The human body contains about a hundred trillion cells. Within each cell are many thousands of different kinds of proteins.

Proteins interact with each other and other molecules, for example DNA. These interactions trigger the vast number of different cell functions. In other words, proteins are the “work horses” of cells enabling the myriad of cellular functions at the molecular level.

The Faculty of Graduate Studies and the Biological Sciences Seminar Series have invited Olaf Jahn, one of the leading protein analysts in the world, to discuss his research on Friday, Aug. 19, 2:15 p.m., in MC H313. The event is open to everyone in the Brock community and all are encouraged to attend this international research presentation.

Jahn is with the Proteomics Group, Max Planck-Institute of Experimental Medicine, Göttingen, Germany.

Olaf Jahn

Jens Coorssen, Dean of the Faculty of Graduate Studies, says the presentation is a rare opportunity for the larger Brock community to connect with a top calibre international researcher from Germany’s renowned Max Planck Society, an organization that funds a network of 83 institutes and research facilities known for excellence in a full range of academic fields.

“Dr. Jahn is one of the key players in large-scale protein analysis, globally,” says Coorssen who held a Fellowship at the Max Planck Institute for Medical Research (Heidelberg). “Analyzing proteins is the only direct route that we have to understand the molecular mechanisms underlying healthy vs disease states.”

Proteomics — the large-scale study of proteins — is a rapidly growing field of modern molecular biology/physiology and the cornerstone of Systems Biology, adds Coorssen.

“Research in this field is focused on understanding normal functions and dysfunctions — that is disease states — at the molecular level, enabling identification of key molecular components and their critical roles,” he explains.

Jahn is a founding member and current speaker of the Göttingen Proteomics Forum. The organization was established in 2004 as a local network of scientists of the Georg-August-University, the University Medical Center Göttingen (UMG), and the Max-Planck Institutes (MPI) of Experimental Medicine and Biophysical Chemistry with the common interest in the analysis of proteins by mass spectrometry.
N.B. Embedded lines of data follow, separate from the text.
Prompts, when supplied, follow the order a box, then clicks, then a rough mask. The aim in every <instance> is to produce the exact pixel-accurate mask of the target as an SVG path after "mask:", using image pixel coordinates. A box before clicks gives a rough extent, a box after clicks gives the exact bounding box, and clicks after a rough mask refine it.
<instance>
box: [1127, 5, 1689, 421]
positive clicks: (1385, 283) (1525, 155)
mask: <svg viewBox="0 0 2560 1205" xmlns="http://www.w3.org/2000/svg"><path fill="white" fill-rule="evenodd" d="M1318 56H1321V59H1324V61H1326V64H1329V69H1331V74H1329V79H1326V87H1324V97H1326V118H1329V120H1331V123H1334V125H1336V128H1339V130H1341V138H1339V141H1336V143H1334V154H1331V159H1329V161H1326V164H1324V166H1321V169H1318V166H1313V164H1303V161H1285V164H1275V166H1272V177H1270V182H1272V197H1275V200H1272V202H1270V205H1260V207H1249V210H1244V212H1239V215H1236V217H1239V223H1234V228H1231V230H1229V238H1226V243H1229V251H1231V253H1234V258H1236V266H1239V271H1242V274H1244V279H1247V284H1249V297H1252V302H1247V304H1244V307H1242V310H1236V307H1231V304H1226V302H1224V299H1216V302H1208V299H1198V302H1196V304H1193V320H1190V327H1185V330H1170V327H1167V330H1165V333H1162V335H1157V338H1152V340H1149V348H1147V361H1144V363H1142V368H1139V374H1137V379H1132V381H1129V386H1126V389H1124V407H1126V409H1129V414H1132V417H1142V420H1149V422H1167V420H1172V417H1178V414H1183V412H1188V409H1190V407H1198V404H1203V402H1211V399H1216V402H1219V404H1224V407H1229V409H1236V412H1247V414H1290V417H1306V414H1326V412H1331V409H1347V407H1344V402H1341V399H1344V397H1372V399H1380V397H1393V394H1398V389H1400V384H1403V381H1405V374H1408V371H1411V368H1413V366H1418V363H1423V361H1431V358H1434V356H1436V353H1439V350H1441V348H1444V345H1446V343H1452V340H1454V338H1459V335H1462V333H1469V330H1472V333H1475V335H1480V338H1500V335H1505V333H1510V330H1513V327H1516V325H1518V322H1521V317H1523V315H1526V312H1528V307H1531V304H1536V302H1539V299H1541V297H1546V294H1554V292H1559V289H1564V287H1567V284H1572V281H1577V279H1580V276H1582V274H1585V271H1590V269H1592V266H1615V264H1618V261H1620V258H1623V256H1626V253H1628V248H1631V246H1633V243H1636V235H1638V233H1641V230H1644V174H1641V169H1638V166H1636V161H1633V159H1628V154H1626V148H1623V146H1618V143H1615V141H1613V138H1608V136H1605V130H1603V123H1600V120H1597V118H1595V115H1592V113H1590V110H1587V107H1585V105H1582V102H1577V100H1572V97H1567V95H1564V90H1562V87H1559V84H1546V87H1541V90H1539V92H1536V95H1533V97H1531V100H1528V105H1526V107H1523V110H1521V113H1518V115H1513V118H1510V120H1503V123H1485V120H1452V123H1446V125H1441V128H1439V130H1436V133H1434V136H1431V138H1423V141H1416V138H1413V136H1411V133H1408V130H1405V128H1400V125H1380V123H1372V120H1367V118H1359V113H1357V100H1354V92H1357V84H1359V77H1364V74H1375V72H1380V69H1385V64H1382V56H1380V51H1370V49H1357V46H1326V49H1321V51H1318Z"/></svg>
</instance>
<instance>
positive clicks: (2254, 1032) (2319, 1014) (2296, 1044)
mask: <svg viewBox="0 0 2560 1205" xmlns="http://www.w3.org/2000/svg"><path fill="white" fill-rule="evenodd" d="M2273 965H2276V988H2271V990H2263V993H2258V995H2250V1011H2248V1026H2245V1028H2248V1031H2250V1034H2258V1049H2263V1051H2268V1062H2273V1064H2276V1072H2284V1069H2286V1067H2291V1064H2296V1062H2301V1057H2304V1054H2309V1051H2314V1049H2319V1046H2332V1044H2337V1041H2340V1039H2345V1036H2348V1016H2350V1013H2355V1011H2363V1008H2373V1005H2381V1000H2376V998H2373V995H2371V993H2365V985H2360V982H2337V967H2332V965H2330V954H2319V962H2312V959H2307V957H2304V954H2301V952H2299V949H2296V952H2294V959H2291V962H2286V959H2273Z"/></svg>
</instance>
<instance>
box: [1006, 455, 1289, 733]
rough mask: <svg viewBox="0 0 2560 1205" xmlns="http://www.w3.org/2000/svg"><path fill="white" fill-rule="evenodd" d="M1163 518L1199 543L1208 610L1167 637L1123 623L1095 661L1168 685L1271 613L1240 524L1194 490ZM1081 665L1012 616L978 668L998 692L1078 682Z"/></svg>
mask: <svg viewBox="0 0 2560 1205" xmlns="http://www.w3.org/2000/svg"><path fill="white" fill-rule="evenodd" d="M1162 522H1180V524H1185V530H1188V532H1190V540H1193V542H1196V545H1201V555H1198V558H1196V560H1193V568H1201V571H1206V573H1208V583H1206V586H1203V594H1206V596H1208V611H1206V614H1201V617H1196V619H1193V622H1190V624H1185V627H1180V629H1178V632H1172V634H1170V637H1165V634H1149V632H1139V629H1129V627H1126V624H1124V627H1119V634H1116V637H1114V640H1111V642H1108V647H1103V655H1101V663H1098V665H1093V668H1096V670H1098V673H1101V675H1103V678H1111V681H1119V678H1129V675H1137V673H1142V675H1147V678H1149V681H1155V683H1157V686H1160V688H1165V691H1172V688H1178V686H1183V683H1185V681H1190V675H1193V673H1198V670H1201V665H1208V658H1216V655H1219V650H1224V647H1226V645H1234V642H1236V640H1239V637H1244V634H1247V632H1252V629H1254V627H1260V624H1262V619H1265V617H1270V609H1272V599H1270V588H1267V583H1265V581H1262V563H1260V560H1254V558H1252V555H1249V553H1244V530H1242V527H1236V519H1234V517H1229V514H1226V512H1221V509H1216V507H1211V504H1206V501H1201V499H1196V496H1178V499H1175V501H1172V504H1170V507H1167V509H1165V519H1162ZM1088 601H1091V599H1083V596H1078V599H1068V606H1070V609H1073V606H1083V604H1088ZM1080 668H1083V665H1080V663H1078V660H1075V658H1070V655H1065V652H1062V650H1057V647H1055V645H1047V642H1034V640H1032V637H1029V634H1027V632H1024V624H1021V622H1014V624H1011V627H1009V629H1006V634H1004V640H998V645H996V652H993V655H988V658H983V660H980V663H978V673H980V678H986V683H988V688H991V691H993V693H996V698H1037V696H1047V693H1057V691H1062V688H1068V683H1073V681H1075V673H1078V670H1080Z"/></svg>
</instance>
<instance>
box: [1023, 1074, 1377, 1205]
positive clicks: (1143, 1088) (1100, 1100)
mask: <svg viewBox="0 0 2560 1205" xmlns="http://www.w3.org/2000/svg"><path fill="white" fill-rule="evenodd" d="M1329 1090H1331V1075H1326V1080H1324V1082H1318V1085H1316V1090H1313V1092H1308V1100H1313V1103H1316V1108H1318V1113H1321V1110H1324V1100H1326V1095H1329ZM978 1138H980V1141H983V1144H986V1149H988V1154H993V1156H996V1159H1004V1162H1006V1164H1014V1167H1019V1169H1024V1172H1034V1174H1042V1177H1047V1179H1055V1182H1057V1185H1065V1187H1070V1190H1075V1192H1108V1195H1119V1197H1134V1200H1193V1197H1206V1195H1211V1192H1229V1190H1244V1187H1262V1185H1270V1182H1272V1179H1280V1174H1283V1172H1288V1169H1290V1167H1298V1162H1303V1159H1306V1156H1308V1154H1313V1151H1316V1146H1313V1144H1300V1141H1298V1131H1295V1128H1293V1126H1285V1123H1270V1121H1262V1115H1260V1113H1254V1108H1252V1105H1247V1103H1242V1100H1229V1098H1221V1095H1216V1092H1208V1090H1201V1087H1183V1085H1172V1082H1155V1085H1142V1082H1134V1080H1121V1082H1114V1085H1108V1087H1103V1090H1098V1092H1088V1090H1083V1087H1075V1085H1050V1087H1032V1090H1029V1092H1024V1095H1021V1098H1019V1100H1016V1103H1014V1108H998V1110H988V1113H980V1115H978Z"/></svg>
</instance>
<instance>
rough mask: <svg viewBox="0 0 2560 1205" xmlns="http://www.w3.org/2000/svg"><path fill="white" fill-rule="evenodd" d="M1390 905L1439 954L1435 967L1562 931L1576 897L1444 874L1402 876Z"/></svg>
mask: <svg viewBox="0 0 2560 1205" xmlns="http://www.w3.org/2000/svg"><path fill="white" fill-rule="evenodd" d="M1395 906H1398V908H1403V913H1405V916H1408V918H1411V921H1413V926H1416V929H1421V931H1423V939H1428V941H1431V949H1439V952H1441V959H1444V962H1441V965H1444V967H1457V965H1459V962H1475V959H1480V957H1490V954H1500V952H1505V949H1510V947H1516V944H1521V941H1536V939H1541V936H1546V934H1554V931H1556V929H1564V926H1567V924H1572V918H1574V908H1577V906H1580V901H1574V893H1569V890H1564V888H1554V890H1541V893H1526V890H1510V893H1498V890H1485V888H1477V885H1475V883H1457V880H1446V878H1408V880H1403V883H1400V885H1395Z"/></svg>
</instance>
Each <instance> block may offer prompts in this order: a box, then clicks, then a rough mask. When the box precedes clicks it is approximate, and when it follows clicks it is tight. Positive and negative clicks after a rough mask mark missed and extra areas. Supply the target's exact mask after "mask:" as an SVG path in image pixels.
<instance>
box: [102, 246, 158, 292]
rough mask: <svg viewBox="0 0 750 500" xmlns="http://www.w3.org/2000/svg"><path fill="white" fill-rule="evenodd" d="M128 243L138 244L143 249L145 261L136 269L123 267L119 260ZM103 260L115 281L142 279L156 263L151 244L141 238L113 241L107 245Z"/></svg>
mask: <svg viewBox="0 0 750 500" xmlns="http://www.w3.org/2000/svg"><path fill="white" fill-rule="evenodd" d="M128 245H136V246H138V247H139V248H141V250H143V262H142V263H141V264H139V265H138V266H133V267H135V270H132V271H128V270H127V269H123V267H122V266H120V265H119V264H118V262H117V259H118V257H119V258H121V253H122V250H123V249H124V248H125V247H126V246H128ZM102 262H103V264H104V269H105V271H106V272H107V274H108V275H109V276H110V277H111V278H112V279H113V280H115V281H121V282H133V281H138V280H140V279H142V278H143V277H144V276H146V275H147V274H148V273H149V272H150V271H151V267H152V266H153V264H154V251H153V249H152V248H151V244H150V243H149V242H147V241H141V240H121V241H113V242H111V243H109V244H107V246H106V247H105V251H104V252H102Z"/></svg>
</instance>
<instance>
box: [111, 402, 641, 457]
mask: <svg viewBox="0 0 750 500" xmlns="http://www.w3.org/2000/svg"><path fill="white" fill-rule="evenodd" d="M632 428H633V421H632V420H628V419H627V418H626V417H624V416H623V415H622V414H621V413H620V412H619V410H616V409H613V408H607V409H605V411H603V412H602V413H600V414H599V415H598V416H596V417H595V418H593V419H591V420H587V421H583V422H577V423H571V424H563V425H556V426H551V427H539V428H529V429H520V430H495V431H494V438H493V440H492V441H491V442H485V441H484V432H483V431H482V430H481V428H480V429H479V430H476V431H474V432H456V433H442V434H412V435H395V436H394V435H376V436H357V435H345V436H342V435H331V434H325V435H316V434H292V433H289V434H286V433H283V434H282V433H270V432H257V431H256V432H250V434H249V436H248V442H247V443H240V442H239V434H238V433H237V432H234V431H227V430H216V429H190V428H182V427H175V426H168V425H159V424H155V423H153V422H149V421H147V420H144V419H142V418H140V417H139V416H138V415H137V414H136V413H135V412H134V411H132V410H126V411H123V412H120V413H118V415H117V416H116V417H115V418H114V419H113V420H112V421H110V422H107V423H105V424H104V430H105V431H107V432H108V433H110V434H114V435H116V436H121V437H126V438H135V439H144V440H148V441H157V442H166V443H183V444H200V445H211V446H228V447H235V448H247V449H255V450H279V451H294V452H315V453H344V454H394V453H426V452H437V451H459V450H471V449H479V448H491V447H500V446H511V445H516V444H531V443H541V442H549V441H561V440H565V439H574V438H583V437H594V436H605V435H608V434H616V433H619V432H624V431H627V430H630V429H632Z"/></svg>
In addition to his talk, Jahn will be touring Brock’s research facilities and will meet informally with faculty and student researchers.

“This visit has great potential for conversations that can lead to research linkages with Dr. Jahn, his colleagues and the range of Max Planck Institutes,” says Coorssen.

Jahn’s particular specialty is in neuroproteomics that focuses on studying the complex mysteries of neurological diseases. Drug addiction, neurodegeneration, brain injury and nerve growth are some examples of areas in which neuroproteomic research approaches are being applied.

Jahn’s field of interest is in:

• Myelin proteomics
• Synaptic protein networks
• Biomarkers for neurological diseases
• Proteomics automation
• Characterization of biomolecular interactions by photoaffinity labeling and Mass Spectrometry

Biological Sciences Seminar Series presents:

Olaf Jahn, of the Proteomics Group, Max Planck-Institute of Experimental Medicine, Göttingen, Germany, Friday, Aug. 19, 2:15 p.m., in MC H313

Title: “Systematic and structural neuroproteomics: ‘Proteomic phenotyping’ of mutant mice and conformational analysis of synaptic protein complexes.

Abstract: We look at molecular neuroscientific questions from two different proteomic angles. We use systematic approaches such as proteome-wide label-free quantification to understand the biology and pathology of myelin, a plasma membrane specialization of glial cells that facilitates rapid signal propagation along vertebrate axons. The technical advances presented are paving the way for quantitative comparison of myelin proteomes from mutant mice or patient material, and thus for new insights into how axon-glial interactions fail in neurological disorders. Our structural biology approaches, on the other hand, are centered around protein interactions in defined systems and technically live from cross-linking techniques in general and photoaffinity labeling (PAL) in particular. The potential of PAL for gaining structural insights into peptide-protein interactions will be exemplified by our work on Munc13 proteins, which are essential regulators of synaptic vesicle priming and play a key role in adaptive synaptic plasticity phenomena. Our structural data, together with functional evidence, indicate that calmodulin-dependent regulation of synaptic activity is structurally and functionally conserved in all four Munc13 isoforms through non-conserved calmodulin-binding sites.